Italian Job — Mario Draghi and the story of a bad bank turned good

The former US Treasury Secretary Timothy Geithner’s recently published memoir, Stress Tests is deeply uncomfortable reading for anybody even remotely interested in the fortunes of the eurozone.

Mr Geithner lays bare the inept and shortsighted response by EU leaders to the financial and debt crises that threatened to rip the eurozone apart.

The fact that the single currency is still in use, and all member states are still in the club, rests squarely on the shoulders of one man, according to Geithner. And he is the president of the ECB, Mario Draghi.

Mr Draghi understood the magnitude of the problems facing the region, which prompted the now infamous July 2012 speech that he will, “do whatever it takes to save the euro and believe me, it will be enough.” In September of that year, he unveiled the outright monetary transactions programme.

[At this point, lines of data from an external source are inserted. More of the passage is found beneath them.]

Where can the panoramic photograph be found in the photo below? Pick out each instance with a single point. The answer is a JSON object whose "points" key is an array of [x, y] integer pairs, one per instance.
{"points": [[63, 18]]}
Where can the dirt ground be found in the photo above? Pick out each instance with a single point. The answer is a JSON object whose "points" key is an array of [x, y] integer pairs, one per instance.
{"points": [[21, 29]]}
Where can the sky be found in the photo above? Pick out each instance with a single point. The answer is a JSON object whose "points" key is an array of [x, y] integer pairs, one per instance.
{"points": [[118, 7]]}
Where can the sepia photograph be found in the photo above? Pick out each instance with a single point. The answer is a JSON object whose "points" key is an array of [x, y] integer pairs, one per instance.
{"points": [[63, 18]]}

Since then, eurozone borrowing costs for core and periphery countries have tumbled to record lows.

The biggest single factor behind the success of Nama is the effect of the ‘Draghi put.’

It is highly unlikely that international investors would have piled into Ireland at the rate they did over the past two years, if the economy was about to suffer a catastrophic rupture.

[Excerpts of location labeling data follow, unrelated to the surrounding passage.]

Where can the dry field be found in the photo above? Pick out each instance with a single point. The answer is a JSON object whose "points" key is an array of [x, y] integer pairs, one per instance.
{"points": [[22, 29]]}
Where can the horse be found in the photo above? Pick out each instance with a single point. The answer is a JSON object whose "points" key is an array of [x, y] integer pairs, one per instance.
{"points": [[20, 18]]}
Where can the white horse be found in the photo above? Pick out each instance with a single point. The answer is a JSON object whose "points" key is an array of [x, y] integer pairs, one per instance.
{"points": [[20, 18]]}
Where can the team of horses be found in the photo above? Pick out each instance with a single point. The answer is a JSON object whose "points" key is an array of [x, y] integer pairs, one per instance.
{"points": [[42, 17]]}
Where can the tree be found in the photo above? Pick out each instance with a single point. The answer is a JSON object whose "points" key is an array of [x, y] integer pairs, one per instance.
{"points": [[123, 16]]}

The other factor underpinning Ireland’s attractiveness is the Government’s fiscal record since the economy collapsed. It has reined in a budget deficit that ballooned to a record 32% in 2010. Just as important, it did not default on any debt repayments.

When then Minister for Finance Brian Lenihan said that Nama would turn a profit for the taxpayer, he was subjected to widespread ridicule.

Nama’s management team has managed its wind-down very well. It sold off the more lucrative assets in the UK while uncertainty clouded the Irish market. Unless there is a severe shock to the system, then it is almost certain the agency will meet its target of redeeming 80% of its senior debt by 2016.

The three domestic banks hold senior Nama bonds. As these bonds are very low-yielding, they act as a drag on growth. Consequently, AIB’s valuation will improve the sooner these bonds are redeemed.

Nama was once seen as a huge contingent liability for the State. The faster it is wound down, the better it will be for the country’s credit-worthiness.

The planned €3bn investment in the Dublin Docklands region and residential housing over the next few years will act as a welcome stimulus. Nicely time for the general election in 2016 as well.